Farmers here expect the president's decision to legalize transgenic crops, which will take effect this planting season, to pave the way for more permanent legislation that would put them on an equal footing with key competitors in the United States, Argentina and Canada, where gene-altered crops have been planted for years.

 

The fallout from da Silva's about-face will affect not only Brazilian farmers, but also American exporters and consumers from Stockholm to Shanghai. "Now we'll be more competitive in everything - not just soy but melons, corn, oranges, cotton," Moreno said. "So far, we've only been catching up, thanks to our favorable climate and soil."

 

On a national scale, although only about 17% of the soy in Brazil's fields is transgenic, the country's soy production has risen nearly 60% in the last 6 years, closing the gap on the United States, which is expecting a drought-diminished harvest this year.

 

Santo Angelo farmers say that by planting the genetically modified seeds, their average yield has already risen from around 30-50 bushels an acre, or 0.41 hectare.

 

"Unlike farmers in America or Europe, Brazilian farmers get no subsidies, so this is important in helping us compete," Pippi said.

 

However, too much genetically modified soy might pose a problem.
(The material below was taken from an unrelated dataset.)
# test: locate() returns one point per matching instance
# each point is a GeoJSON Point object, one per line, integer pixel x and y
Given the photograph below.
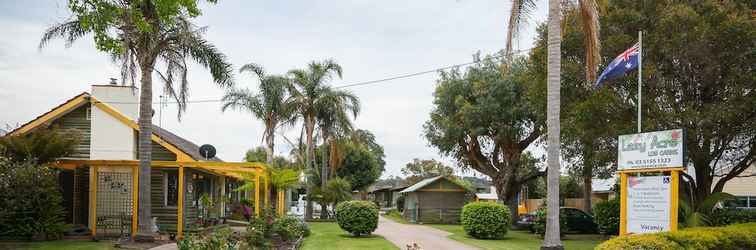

Brazil's top export market for soybeans is the European Union, which has introduced stringent regulations on the origins of all genetically modified foodstuffs because of concerns by consumers. Domestic consumers could also prove resistant. The stance in Europe appears to be softening considerably from three years ago, when genetically modified foods were referred to as "Frankenfoods." But if Europeans continue to resist, Amauri Miotto of Rio Grande's Fetag, a federation of farmers working small, family-owned properties, said that the Brazilian farmers would just have to look for other markets.